I am a bit confused about this because I was looking at some code for a dispatcher, and they defined a struct PCB (process control block) that basically contains a bunch of information about a running process and a struct queue. The queue basically just manages the order that the processes are executed, but also ocassionaly moves the processes across queues (eg. move a PCB from queue1 to queue2). The queue struct is essentially defined as
struct Queue{
pcbptr front;
pcbptr back;
}
where pcbptr is defined as
typedef pcb * pcbptr
I am a bit confused about why you would use a pcbptr in this case and not simply define queue to use pcb?
Thanks for any help
The reason is simply because of time. It is way faster to have a pointer to a different struct than to have a copy of the struct by value.
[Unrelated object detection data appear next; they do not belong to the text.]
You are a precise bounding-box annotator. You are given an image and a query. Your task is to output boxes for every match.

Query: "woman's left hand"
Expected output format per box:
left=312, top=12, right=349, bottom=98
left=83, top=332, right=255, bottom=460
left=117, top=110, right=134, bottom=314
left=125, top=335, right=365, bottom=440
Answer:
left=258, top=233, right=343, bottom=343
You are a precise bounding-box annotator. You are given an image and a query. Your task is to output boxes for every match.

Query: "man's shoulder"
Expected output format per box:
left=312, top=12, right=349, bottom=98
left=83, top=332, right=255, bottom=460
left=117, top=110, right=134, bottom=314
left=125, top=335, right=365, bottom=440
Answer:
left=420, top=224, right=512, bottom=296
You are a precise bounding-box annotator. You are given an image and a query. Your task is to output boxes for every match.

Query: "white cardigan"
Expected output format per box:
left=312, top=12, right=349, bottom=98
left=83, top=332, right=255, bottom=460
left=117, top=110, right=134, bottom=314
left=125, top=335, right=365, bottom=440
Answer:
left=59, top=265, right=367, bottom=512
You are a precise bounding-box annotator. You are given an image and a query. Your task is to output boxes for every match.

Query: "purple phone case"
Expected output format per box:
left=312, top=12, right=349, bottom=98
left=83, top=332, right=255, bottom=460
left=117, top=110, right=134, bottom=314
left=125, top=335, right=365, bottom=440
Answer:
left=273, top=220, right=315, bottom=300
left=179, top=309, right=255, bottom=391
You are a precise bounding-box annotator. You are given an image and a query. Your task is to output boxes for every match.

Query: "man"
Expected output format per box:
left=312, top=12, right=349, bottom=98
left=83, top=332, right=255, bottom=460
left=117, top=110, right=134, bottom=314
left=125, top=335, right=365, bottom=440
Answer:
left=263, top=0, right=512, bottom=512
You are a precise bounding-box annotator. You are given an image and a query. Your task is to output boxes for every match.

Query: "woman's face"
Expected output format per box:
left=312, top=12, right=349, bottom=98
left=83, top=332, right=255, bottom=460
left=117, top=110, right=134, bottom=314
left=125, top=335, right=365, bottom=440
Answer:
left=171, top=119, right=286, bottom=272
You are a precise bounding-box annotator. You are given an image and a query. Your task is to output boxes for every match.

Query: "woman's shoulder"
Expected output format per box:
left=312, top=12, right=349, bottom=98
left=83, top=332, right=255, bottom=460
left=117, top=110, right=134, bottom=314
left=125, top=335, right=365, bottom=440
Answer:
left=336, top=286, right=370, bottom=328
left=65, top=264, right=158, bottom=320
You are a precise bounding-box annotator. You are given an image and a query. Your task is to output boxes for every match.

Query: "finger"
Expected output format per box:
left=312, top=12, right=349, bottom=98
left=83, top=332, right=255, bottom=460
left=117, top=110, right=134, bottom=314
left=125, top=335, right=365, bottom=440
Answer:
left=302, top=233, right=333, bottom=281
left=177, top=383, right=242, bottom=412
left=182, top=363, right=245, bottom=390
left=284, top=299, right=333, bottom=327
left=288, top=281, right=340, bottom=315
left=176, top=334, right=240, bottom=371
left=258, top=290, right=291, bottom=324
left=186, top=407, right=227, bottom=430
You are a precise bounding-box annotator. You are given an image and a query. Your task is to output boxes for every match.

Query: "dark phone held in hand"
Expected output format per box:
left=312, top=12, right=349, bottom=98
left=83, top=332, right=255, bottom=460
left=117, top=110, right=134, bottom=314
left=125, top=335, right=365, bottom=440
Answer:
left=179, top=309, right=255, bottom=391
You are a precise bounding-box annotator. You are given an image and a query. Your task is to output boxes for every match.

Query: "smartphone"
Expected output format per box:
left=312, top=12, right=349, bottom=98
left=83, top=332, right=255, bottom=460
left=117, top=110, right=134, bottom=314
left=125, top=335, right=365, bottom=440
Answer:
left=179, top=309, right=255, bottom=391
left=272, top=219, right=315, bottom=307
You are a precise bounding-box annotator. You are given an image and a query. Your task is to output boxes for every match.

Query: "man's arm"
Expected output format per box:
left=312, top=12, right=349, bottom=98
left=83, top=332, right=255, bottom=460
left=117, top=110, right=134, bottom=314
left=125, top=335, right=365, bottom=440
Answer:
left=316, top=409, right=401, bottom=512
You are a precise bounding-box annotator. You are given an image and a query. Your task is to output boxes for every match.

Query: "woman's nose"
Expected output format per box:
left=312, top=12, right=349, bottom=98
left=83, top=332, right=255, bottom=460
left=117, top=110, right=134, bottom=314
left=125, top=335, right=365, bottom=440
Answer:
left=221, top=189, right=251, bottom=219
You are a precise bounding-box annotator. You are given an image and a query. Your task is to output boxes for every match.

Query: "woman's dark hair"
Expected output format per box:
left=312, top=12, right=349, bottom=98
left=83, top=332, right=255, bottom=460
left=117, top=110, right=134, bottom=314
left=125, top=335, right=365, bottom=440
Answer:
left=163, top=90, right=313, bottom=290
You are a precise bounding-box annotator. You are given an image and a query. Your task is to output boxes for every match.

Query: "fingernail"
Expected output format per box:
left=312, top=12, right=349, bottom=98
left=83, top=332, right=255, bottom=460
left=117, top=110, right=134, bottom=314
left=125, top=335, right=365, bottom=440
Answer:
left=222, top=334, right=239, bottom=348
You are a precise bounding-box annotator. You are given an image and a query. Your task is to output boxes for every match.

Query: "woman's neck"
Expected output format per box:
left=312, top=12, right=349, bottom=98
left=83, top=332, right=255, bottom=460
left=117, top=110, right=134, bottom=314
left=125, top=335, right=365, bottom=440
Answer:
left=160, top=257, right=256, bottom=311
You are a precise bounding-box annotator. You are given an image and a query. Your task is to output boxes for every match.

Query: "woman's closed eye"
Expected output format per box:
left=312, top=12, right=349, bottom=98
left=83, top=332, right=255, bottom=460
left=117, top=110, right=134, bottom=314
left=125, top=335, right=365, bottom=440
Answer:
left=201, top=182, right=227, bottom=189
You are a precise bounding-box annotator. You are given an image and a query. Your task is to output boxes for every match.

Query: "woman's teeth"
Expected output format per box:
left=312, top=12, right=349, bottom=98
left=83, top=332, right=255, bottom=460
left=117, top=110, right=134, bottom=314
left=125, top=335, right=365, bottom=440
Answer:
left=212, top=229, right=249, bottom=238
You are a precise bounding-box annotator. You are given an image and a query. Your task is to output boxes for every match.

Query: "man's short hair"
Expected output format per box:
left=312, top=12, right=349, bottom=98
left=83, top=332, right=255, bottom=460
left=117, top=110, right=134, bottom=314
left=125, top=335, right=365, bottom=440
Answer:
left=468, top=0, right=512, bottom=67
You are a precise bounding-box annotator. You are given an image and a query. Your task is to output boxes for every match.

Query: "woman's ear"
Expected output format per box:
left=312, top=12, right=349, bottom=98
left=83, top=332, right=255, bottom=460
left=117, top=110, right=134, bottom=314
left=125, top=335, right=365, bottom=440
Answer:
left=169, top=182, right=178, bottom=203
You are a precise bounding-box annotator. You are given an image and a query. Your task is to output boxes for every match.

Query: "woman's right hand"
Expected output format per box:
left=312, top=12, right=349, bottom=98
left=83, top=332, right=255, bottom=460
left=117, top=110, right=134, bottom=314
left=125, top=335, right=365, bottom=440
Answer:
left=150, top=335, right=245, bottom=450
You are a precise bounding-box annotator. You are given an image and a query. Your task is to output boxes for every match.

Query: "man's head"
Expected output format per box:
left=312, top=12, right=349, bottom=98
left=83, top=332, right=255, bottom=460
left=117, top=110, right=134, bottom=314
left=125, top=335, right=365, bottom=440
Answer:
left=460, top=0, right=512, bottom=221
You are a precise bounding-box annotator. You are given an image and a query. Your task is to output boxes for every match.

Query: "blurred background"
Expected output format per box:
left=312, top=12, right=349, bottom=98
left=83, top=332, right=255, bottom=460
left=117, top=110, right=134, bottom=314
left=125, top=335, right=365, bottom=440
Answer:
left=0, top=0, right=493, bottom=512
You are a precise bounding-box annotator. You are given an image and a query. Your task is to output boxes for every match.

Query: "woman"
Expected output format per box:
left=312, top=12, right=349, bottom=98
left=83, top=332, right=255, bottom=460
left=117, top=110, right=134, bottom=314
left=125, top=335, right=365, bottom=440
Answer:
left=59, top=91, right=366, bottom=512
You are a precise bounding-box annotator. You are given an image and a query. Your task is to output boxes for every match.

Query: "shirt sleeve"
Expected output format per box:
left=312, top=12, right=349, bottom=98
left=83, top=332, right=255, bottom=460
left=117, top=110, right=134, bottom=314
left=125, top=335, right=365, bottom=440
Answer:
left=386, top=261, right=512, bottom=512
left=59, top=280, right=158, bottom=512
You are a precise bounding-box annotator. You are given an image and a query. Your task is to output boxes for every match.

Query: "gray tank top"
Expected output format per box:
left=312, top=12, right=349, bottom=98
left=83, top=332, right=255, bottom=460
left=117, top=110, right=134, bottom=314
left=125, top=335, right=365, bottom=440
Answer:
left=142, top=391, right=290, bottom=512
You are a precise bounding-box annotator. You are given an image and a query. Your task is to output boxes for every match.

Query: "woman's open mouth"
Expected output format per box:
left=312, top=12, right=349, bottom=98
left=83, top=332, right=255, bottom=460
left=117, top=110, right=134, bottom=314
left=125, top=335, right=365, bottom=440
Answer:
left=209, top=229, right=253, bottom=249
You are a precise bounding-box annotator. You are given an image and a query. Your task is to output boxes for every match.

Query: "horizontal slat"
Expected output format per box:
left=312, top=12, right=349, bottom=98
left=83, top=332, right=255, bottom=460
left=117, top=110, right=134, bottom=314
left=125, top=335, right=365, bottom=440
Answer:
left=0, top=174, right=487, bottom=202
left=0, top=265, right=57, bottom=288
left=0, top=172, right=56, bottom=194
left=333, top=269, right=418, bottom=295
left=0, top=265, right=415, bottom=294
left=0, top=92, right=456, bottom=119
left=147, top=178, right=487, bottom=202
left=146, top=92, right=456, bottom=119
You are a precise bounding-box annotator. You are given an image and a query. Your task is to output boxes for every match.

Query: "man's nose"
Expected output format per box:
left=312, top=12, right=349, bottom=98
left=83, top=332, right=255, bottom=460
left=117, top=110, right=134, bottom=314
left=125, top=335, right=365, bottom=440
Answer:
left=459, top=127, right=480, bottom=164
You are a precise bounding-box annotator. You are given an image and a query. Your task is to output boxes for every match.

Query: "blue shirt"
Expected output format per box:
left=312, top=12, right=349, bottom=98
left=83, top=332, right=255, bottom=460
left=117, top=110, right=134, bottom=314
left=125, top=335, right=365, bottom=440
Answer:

Also, the people using the Queue may wish to modify the PCBs, which they would not be able to do if the PCBs were passed by value.
Also, if you were asking about why they didn't simply use PCB * and not typedef a PCB * to be pcbptr, that is all just down to naming convention. They are exactly the same functionally.
Just think about a queue and what it means at different lengths.
If it is 0, you need to tell that somehow (we do this normally by just setting the pointers for front and back to NULL).
If it is 1, both the front and the back need to point to the same thing.
If it is 2, they point at different things, but have a link going from one to the other.
If it is 3, front points at first one, the first one points at the middle one, and the middle one points at the last done, and back points at the last one.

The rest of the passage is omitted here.